WELDA: Enhancing Topic Models by Incorporating Local Word Context
The distributional hypothesis states that similar words tend to have similar contexts in which they occur. Word embedding models exploit this hypothesis by learning word vectors based on the local context of words. Probabilistic topic models on the other hand utilize word co-occurrences across documents to identify topically related words. Due to their complementary nature, these models define different notions of word similarity, which, when combined, can produce better topical representations. In this paper we propose WELDA, a new type of topic model, which combines word embeddings (WE) with latent Dirichlet allocation (LDA) to improve topic quality. We achieve this by estimating topic distributions in the word embedding space and exchanging selected topic words via Gibbs sampling from this space. We present an extensive evaluation showing that WELDA cuts runtime by at least 30% while outperforming other combined approaches with respect to topic coherence and for solving word intrusion tasks.

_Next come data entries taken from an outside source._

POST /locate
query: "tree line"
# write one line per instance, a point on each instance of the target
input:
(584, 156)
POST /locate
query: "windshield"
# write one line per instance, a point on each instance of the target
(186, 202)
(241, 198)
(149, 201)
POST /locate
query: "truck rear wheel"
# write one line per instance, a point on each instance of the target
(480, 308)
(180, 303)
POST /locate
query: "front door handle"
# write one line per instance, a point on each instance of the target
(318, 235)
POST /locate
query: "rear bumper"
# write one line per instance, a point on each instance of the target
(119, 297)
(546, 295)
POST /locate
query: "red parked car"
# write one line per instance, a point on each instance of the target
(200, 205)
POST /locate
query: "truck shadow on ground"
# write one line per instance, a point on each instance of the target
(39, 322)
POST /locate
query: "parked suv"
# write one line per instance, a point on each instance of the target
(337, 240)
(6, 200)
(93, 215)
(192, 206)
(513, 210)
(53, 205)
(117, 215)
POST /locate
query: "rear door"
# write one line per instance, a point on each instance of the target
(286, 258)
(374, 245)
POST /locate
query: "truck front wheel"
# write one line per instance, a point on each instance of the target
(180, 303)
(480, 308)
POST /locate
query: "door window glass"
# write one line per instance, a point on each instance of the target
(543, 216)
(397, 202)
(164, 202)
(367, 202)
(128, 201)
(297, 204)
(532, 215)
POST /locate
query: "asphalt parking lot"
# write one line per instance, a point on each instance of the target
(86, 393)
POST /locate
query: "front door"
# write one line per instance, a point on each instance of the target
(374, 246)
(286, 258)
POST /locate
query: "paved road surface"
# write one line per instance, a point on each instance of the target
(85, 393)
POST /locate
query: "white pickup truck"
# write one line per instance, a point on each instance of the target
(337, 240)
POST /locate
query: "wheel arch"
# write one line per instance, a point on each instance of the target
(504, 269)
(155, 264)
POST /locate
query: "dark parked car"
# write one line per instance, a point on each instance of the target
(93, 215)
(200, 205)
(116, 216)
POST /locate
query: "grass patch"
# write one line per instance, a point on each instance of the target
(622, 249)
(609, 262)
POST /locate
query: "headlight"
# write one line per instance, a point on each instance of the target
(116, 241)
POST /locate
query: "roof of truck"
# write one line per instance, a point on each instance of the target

My Approach = Your Apparatus?
Entropy-Based Topic Modeling on Multiple Domain-Specific Text Collections
Comparative text mining extends from genre analysis and political bias detection to the revelation of cultural and geographic differences, through to the search for prior art across patents and scientific papers. These applications use cross-collection topic modeling for the exploration, clustering, and comparison of large sets of documents, such as digital libraries. However, topic modeling on documents from different collections is challenging because of domain-specific vocabulary. We present a cross-collection topic model combined with automatic domain term extraction and phrase segmentation. This model distinguishes collection-specific and collection-independent words based on information entropy and reveals commonalities and differences of multiple text collections. We evaluate our model on patents, scientific papers, newspaper articles, forum posts, and Wikipedia articles. In comparison to state-of-the-art cross-collection topic modeling, our model achieves up to 13% higher topic coherence, up to 4% better perplexity, and up to 31% higher document classification accuracy. More importantly, our approach is the first topic model that ensures disjunct general and specific word distributions, resulting in clear-cut topic representations.